Bohemian Rhapsody, le biopic dédié au groupe Queen et à son leader Freddy Mercury, a suscité de nombreuses polémiques avant même sa sortie. Après une production chaotique, le film de Bryan Singer offre un portrait poli du chanteur, très loin d’un concert rock.

Des milliers de mains frappent en rythme la mélodie de “We Will Rock You” avant d’entamer en chœur le refrain de “We Are the Champions”. Difficile de ne pas sentir ses poils se dresser devant la prestation de Queen au Liv Aid de 1985. Sauf que voilà. On ne parle déjà plus du biopic de Bryan Singer. L’esprit vagabonde avec un brin de nostalgie en repensant au mythique groupe de rock, le vrai, pas la version aseptisée qui glisse sur l’écran. Et si les seuls moments qui parviennent à nous transporter sont précisément les morceaux cultes rejoués devant nos yeux, c’est parce que le film reste entièrement dissimulé derrière son sujet. Autant regarder un vieux live sur Internet.
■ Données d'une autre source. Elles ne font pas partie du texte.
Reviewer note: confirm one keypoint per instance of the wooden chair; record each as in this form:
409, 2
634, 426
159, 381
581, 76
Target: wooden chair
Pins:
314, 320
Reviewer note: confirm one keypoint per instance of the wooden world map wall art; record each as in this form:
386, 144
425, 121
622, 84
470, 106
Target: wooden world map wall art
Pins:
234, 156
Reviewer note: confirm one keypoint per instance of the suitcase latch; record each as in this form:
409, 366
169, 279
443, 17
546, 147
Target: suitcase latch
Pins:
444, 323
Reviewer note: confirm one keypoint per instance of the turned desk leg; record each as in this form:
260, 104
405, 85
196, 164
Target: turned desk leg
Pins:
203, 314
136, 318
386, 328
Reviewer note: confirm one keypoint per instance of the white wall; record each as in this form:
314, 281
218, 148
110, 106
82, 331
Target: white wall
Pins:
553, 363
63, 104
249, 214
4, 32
La présence de Brian May (guitariste) et Roger Taylor (batteur) aux commandes du film explique peut-être la vitrine promotionnelle dont se pare la réalisation. Malgré l’évocation des égarements de Freddy Mercury avec la drogue, plus suggérés que montrés, Bohemian Rhapsody reste une jolie histoire bien proprette construite sur la trame d’une page Wikipédia. Le tournage n’a pourtant pas été de tout repos. Sacha Baron Cohen, qui devait initialement interpréter Freddy, a lâché le projet pour cause de désaccords artistiques. Après de multiples réécritures et changements de producteurs, c’est finalement Bryan Singer qui déserte le plateau. Dexter Fletcher est désigné pour achever le tournage et s’occupera de la post-production. Ces remaniements inquiètent la critique. Avant même sa sortie, le film est suspecté de donner une place subalterne à l’homosexualité du chanteur et de passer sous silence sa séropositivité. Des militants d’Act-Up London se sont d’ailleurs invités à l’avant-première londonienne pour rappeler que « Freddie ‘Killer Queen’ Mercury était un migrant qui est mort du sida et aujourd’hui des migrants séropositifs sont parmi les plus opprimés dans la communauté VIH/sida ».
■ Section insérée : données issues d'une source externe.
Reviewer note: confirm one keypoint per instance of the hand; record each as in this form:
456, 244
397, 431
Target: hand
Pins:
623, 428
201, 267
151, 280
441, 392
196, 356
Bohemian Rhapsody © Twentieth Century Fox

Après visionnage, on peut nuancer (un peu) ces critiques. L’homosexualité de Freddy n’est pas dissimulée, bien que très peu montrée à l’écran, et le mot “sida” est prononcé (une fois). Mais – parce qu’il y a un grand MAIS – reste un arrière-goût de morale bien catho qui nous fait grincer des dents. La découverte de son homosexualité par le leader de Queen, d’abord fiancé à Mary Austin, est suivie d’une phase hédoniste à laquelle les autres membres du groupe n’adhèrent pas. Pas du tout. Suite à d’importants conflits internes, Freddy lâche Queen pour entamer une carrière solo. Une période dont la créativité est dissimulée derrière une image du chanteur en dépressif isolé. Puis Freddy tombe malade, revient faire son mea culpa auprès de ses musiciens en leur avouant qu’il a contracté le sida. Punition, rédemption et tout est pardonné. A se demander si Brian May et Roger Taylor ne sont pas bêtement en train de régler leurs comptes.

Un paradoxe persiste pourtant au sein de la réalisation. Derrière les images léchées, à la facture classique, apparaît une certaine fascination pour la peau. Celle du chanteur souvent torse nu et brillamment interprété par Rami Malek – qui constitue à lui seul le véritable intérêt du film – mais également celle des bras levés des spectateurs, du visage de Mary…. Timidement le film nous dévoile une carnation glaciale. Une peau lisse dont on n’éprouvera ni le goût ni la texture. Ce début de schizophrénie interroge sur les divergences qui se sont immiscées au travers des remaniements du tournage et sur la fonction d’un biopic. Assistons-nous seulement à la fabrication d’idoles ou plutôt à leur panthéonisation ? Car si Rami Malek parvient à faire vibrer le corps de Freddy, le reste de la proposition a la froideur du marbre et l’odeur des chrysanthèmes.  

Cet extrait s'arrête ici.